Сказать сейчас? Или когда приедут? Или после ужина, когда он поест и расслабится?
Квартира, в которой они жили уже двадцать лет, принадлежала Славе. Досталась от его родителей — просторная трешка с высокими потолками.
Свою двушку, которую они заработали тяжким трудом они два года назад отдали дочери, Насте.
Та вышла замуж, родила ребенка. Молодым же надо где-то жить.
— Ты чего смурная такая? — Слава покосился на неё, переключая передачу. — Устала?
— Устала, — эхом отозвалась Лида. — Слав…
Он убавил громкость приемника.
— Чего?
— Мама совсем сдала.
— Ну так возраст, Лид. Семьдесят семь — не шутки. Мы ей дров заказали? Заказали. Уголь есть. Соседка, баба Шура, приглядит.
Лида набрала в грудь воздуха.
— Не приглядит Шура, сама еле ходит. Слав, я маме пообещала.
— Чего пообещала? — голос мужа стал настороженным.
— Что мы её к себе заберем. На зиму. Только до мая.
Машина вильнула. Слава резко выровнял руль, и Лиду качнуло в сторону.
— В смысле — к себе? — переспросил он.
— В прямом. В деревне ей не выжить одной. Вода в колодце замерзает, до колонки идти далеко, скользко.
А если упадет? А если давление? Скорая туда два часа едет, и то, если дорогу не заметет.
— И куда мы её положим? — он всё ещё смотрел на дорогу, но челюсти его сжались так, что заходили желваки.
— В маленькой комнате. Она тихая, мешать не будет.

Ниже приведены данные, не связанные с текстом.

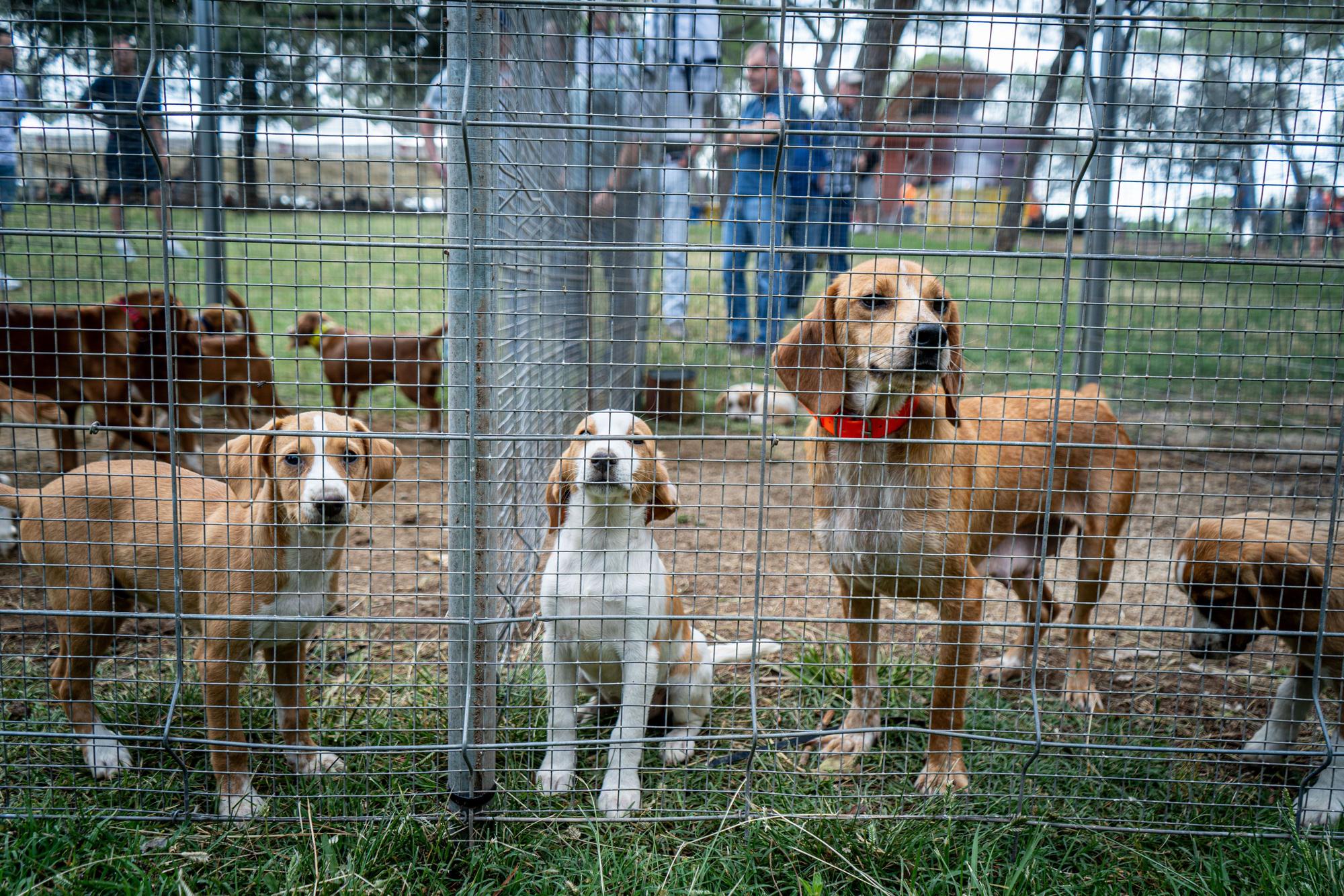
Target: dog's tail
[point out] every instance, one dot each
(729, 652)
(14, 499)
(29, 408)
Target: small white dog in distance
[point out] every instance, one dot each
(749, 402)
(615, 628)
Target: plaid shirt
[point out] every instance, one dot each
(845, 148)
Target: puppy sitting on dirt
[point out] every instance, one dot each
(355, 363)
(749, 402)
(261, 554)
(615, 628)
(1249, 573)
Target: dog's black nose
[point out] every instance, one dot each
(929, 337)
(603, 463)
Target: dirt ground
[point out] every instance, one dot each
(712, 547)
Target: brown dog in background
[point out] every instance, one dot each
(77, 355)
(923, 503)
(261, 551)
(355, 363)
(1253, 572)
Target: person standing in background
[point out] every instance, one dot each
(687, 41)
(14, 100)
(132, 167)
(838, 183)
(806, 159)
(755, 220)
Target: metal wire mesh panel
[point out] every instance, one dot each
(558, 410)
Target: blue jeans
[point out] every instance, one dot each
(833, 232)
(755, 222)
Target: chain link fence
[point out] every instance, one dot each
(468, 228)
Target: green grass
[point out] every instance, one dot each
(1179, 332)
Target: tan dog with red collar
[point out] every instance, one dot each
(261, 553)
(921, 502)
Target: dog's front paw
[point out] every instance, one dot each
(241, 807)
(317, 764)
(1081, 695)
(943, 777)
(556, 776)
(679, 750)
(1323, 805)
(841, 752)
(106, 756)
(620, 796)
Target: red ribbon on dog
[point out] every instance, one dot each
(869, 428)
(138, 320)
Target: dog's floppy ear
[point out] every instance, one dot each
(558, 491)
(954, 377)
(384, 460)
(808, 362)
(1287, 578)
(243, 461)
(663, 499)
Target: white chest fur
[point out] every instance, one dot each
(605, 592)
(886, 519)
(302, 598)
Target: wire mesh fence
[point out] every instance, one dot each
(687, 484)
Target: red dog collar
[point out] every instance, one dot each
(869, 428)
(138, 320)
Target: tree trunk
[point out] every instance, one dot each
(1010, 220)
(249, 103)
(886, 24)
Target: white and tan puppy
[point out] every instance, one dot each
(1255, 573)
(749, 402)
(260, 555)
(614, 625)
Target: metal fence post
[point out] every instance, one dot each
(472, 44)
(209, 170)
(1101, 236)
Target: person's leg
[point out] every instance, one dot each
(772, 302)
(736, 272)
(677, 224)
(9, 195)
(838, 234)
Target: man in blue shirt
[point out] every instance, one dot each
(132, 169)
(755, 220)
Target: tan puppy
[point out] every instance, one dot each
(615, 627)
(1249, 573)
(263, 551)
(920, 502)
(748, 402)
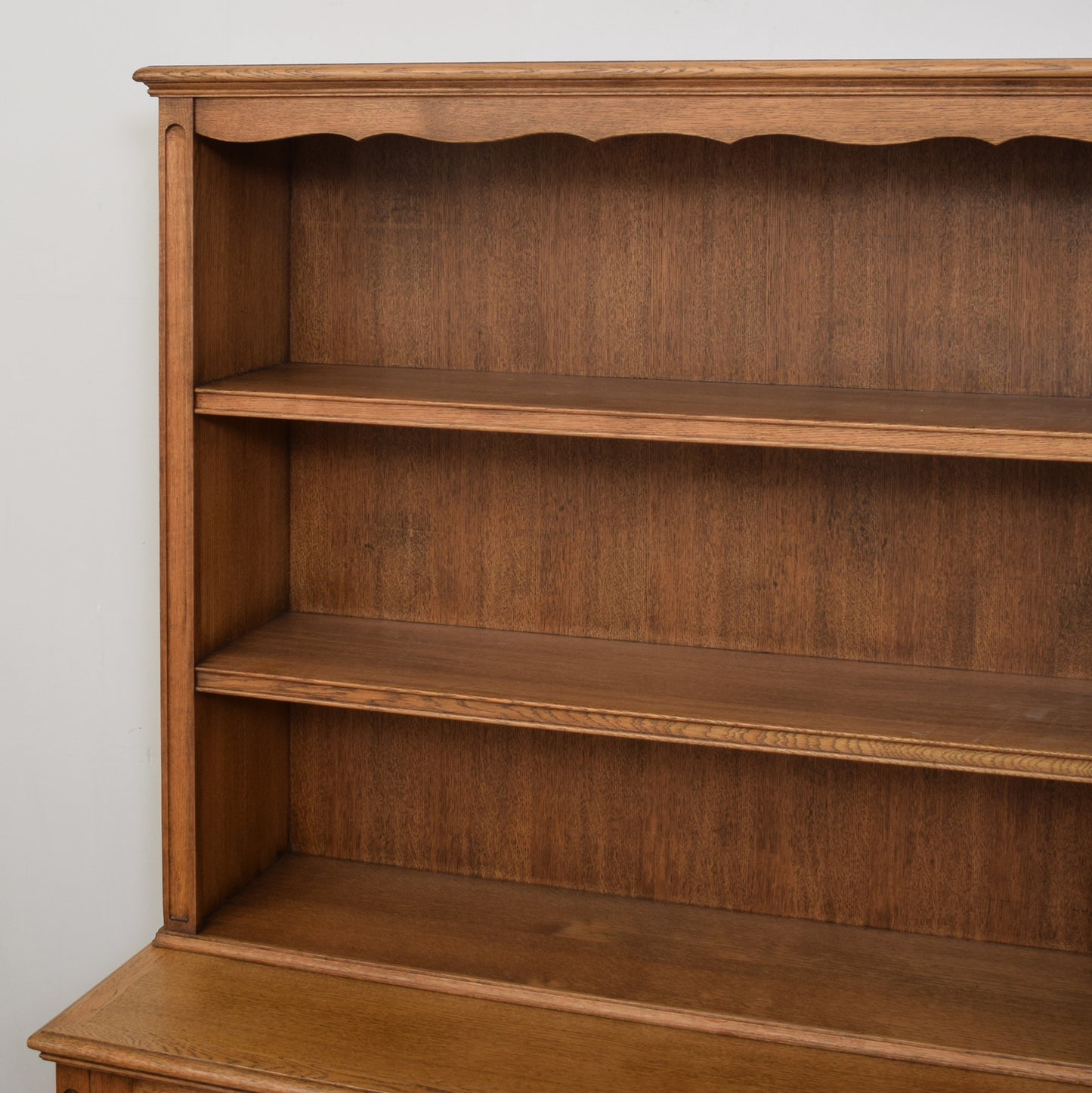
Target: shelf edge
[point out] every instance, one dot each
(639, 1012)
(878, 436)
(899, 751)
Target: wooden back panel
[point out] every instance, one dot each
(957, 563)
(927, 852)
(945, 265)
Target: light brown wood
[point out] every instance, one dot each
(862, 102)
(729, 116)
(983, 1007)
(938, 266)
(558, 76)
(176, 511)
(239, 1026)
(901, 848)
(942, 423)
(972, 564)
(927, 717)
(835, 282)
(73, 1080)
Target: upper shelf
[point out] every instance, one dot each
(851, 102)
(965, 720)
(920, 422)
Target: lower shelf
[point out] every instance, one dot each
(962, 720)
(232, 1026)
(979, 1007)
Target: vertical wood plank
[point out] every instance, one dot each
(176, 527)
(240, 506)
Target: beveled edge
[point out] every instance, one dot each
(998, 75)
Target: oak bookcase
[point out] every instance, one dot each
(732, 422)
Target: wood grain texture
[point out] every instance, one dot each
(917, 716)
(726, 116)
(239, 1026)
(942, 266)
(242, 793)
(776, 416)
(73, 1080)
(240, 269)
(983, 1007)
(176, 511)
(575, 78)
(972, 564)
(233, 525)
(901, 848)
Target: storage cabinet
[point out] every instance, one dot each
(626, 583)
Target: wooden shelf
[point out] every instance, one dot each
(923, 422)
(976, 1006)
(233, 1024)
(1021, 725)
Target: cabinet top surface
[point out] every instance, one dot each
(671, 76)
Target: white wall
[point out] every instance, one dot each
(79, 661)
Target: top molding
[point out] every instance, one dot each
(849, 102)
(665, 76)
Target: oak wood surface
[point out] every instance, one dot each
(930, 717)
(240, 499)
(825, 233)
(942, 266)
(979, 1006)
(671, 76)
(960, 563)
(729, 116)
(178, 590)
(237, 1026)
(904, 848)
(781, 416)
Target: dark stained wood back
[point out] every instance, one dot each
(944, 265)
(955, 563)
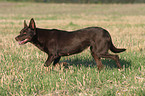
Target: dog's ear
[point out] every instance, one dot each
(25, 25)
(32, 24)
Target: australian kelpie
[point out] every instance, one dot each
(57, 43)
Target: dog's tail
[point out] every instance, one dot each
(116, 50)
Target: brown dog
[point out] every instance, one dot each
(57, 43)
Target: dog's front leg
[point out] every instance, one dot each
(49, 61)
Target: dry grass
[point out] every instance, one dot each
(22, 71)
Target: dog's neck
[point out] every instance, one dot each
(37, 40)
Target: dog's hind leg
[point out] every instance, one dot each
(49, 61)
(56, 61)
(98, 61)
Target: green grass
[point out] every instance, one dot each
(21, 67)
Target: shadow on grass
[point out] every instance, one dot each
(108, 63)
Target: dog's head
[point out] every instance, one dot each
(27, 33)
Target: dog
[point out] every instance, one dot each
(57, 43)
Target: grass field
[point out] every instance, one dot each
(21, 67)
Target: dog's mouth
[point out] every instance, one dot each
(24, 41)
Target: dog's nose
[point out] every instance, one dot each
(16, 38)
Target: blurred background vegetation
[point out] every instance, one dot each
(80, 1)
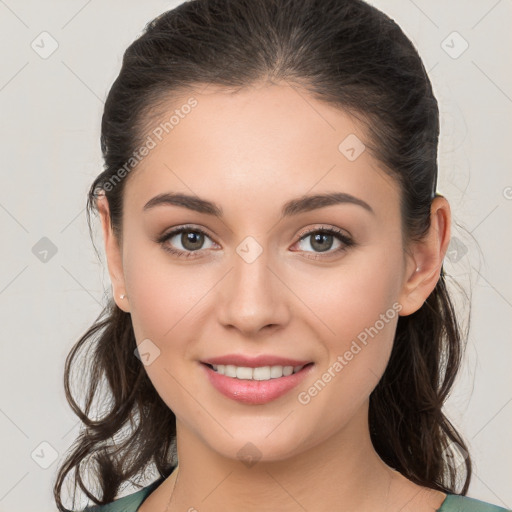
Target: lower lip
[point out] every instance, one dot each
(255, 392)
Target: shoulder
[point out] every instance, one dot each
(456, 503)
(129, 503)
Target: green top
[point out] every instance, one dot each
(452, 503)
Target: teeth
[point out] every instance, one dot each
(259, 373)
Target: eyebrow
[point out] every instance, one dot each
(292, 207)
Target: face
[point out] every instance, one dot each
(313, 283)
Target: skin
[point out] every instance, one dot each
(250, 152)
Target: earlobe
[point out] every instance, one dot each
(425, 259)
(113, 255)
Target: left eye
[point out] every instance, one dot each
(191, 240)
(322, 240)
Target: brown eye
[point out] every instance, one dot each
(185, 241)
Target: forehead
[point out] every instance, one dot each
(255, 149)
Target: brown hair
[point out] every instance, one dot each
(347, 54)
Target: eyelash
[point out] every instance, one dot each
(346, 241)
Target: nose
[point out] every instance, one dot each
(253, 297)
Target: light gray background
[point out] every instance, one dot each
(51, 110)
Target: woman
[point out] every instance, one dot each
(280, 323)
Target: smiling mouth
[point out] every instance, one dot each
(260, 373)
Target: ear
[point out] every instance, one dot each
(424, 258)
(113, 254)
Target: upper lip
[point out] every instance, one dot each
(254, 362)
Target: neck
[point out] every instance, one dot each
(342, 473)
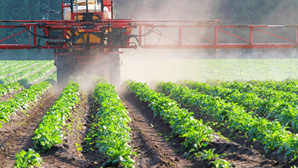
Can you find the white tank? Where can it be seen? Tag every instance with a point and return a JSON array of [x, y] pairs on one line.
[[93, 6]]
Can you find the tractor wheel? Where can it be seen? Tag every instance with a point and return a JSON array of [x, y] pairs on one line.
[[114, 68]]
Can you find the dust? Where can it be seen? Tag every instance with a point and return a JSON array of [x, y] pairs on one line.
[[145, 65]]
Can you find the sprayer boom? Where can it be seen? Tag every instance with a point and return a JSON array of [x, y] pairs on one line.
[[87, 34]]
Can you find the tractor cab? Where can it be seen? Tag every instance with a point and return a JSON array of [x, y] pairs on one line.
[[93, 8]]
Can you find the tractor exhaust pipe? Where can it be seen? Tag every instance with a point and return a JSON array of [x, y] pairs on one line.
[[71, 6], [87, 10], [102, 7]]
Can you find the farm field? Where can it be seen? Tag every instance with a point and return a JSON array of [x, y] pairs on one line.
[[146, 70], [173, 124]]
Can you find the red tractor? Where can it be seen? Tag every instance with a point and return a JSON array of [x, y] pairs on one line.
[[87, 39]]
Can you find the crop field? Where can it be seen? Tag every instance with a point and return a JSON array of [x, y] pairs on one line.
[[146, 70], [223, 122]]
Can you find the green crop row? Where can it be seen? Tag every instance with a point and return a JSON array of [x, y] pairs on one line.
[[286, 85], [24, 73], [271, 107], [271, 134], [22, 100], [10, 87], [110, 127], [49, 131], [7, 64], [197, 134]]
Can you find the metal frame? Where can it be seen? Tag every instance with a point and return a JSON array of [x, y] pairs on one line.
[[148, 29]]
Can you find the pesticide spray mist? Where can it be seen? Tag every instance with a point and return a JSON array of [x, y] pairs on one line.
[[146, 65]]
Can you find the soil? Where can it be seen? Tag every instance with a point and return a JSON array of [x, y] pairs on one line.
[[151, 138], [146, 135]]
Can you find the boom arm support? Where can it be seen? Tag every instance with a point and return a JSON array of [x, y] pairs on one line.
[[158, 34]]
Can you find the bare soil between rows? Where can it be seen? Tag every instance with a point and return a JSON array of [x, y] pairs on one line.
[[151, 139], [146, 128]]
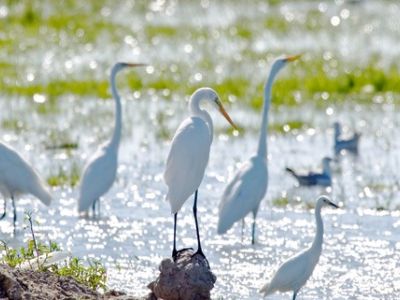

Слав, ну это же мама…
Слава резко ударил по тормозам, сворачивая на обочину. Машина клюнула носом и встала. Он повернулся к жене.
— Ты. Пообещала. Без меня?
— Слава, я не могла иначе! Она плакала!
— Плакала она… — он с силой ударил ладонью по рулю. — Лида, ты в своем уме? Какая, к черту, мама у нас в квартире?
Мы двадцать лет живем, я слова поперек не сказал, когда мы нашу квартиру Настьке отдали.
А могли бы сдавать, жили бы припеваючи! Но нет, «доченьке надо помочь».
Ладно, проехали. Но тащить стар.уху ко мне в дом? Нет!
— Это и мой дом тоже, — тихо, но твердо сказала Лида.
— Твой? — он зло усмехнулся. — Ты забыла, на кого документы оформлены? Это квартира моих родителей.
Я хочу приходить с работы и ходить в исподнем, смотреть футбол, есть рыбу и, в принципе, жить в свое удовольствие!
А не оглядываться вечно на стар.уху, которая будет учить меня жить.
— Она не будет учить, Слав… Ты же знаешь, мама у меня тихая…
— Да что ты! Я помню, как она гостила у нас неделю пять лет назад. То не так поставил, это не так положил.
«Славик, а чего ты кран не починишь?», «Славик, а чего ты так громко телевизор смотришь?».
Хватит. Наелся!
— Слава, это жест.око. Она же человек, твоя теща и моя мама. Вы же нормально общались!
— Общались — там! — он ткнул пальцем в сторону, откуда они приехали. — Там, в деревне, на свежем воздухе. Один день в неделю!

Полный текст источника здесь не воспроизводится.